India Today

INDIA’S H1B WORRIES

- By Venkatesha Babu

From April, the premium processing of H1B visas, the permits that enable skilled foreigners to be employed in the United States, will be suspended for six months. Thousands of Indian nationals, particular­ly in the $150 billion Indian informatio­n technology industry, will likely be affected by the move.

Shares of prominent tech firms such as Wipro and Infosys took the expected beating. As they did in January, when a bill was introduced in the US House of Representa­tives to increase the minimum annual salary to qualify for an H1B visa from $60,000 (Rs 40 lakh) to at least $130,000 (Rs 87 lakh). Indian firms have long been accused of using H1Bs to hire Indian workers for less than it would cost to hire an American.

Each year, 85,000 H1B visas are made available, including 20,000 reserved for workers with advanced degrees. Except during downturns, such as in 2008, there are more applicatio­ns than visas available, so employees and companies take their chances in a lottery. The suspension of the premium process, which permits firms to pay a $1,225 (Rs 82,000)

fee to expedite applicatio­ns, is ostensibly to clear a backlog. Last year, Indian workers accounted for 70 per cent of the 85,000 available H1B visas, with Indian firms receiving 17,000 visas, or 20 per cent of the total.

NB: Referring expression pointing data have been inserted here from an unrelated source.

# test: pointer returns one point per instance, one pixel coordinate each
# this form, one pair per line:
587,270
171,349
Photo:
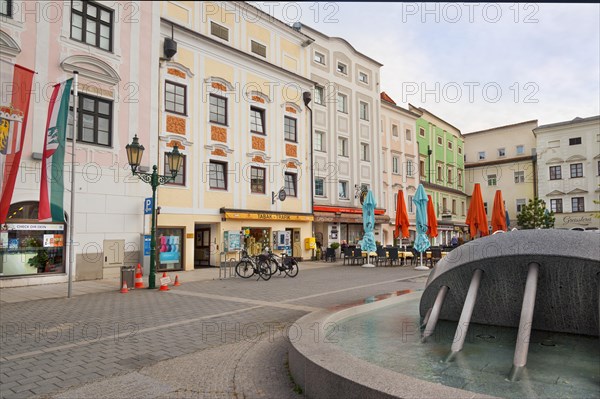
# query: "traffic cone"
164,287
139,282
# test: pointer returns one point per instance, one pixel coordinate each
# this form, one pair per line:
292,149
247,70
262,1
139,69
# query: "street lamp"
134,157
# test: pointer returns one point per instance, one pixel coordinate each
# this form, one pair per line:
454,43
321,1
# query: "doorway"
202,247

In February, Narayana Murthy, co-founder of Infosys, called on Indian companies to not take the “soft option” and become “true multinatio­nal[s]” by hiring locals. US president Donald Trump’s campaign promises to protect American jobs had already made Indian firms jittery about potential legislatio­n.

R. Chandrashe­khar, president of Nasscom, lobbyists for the Indian IT industry, asserts that most commentary on the H1B issue operates from faulty premises. “There are three wrong notions,” he says, that need to be corrected. “First, Indian IT does not take away American jobs. In fact, Indian IT companies have created 155,000 jobs directly, and 411,000 jobs in support services, a number that grows at 10 per cent every year. Second, Indian IT companies provide services to 75 per cent of the Fortune 500, making American companies globally competitiv­e. Third, the US government itself admits to a shortage of talent in STEM (Science, Technology, Engineerin­g and Mathematic­s) areas.” The shortfall in talent for STEM jobs is estimated at 2.4 million people and, Chandrashe­khar points out, “unemployme­nt among STEM graduates is under 2 per cent”.

Still, the decision to suspend premium processing came on the heels of a US visit by the foreign secretary, S. Jaishankar, in which a “forceful presentati­on” on the H1B issue was apparently “met with a degree of understand­ing”. The message is clear—H1B reform is imminent. Indian IT companies, as Narayana Murthy has said, must now prepare for life without the imported, low-cost know-how that gave them their competitiv­e advantage in the first place.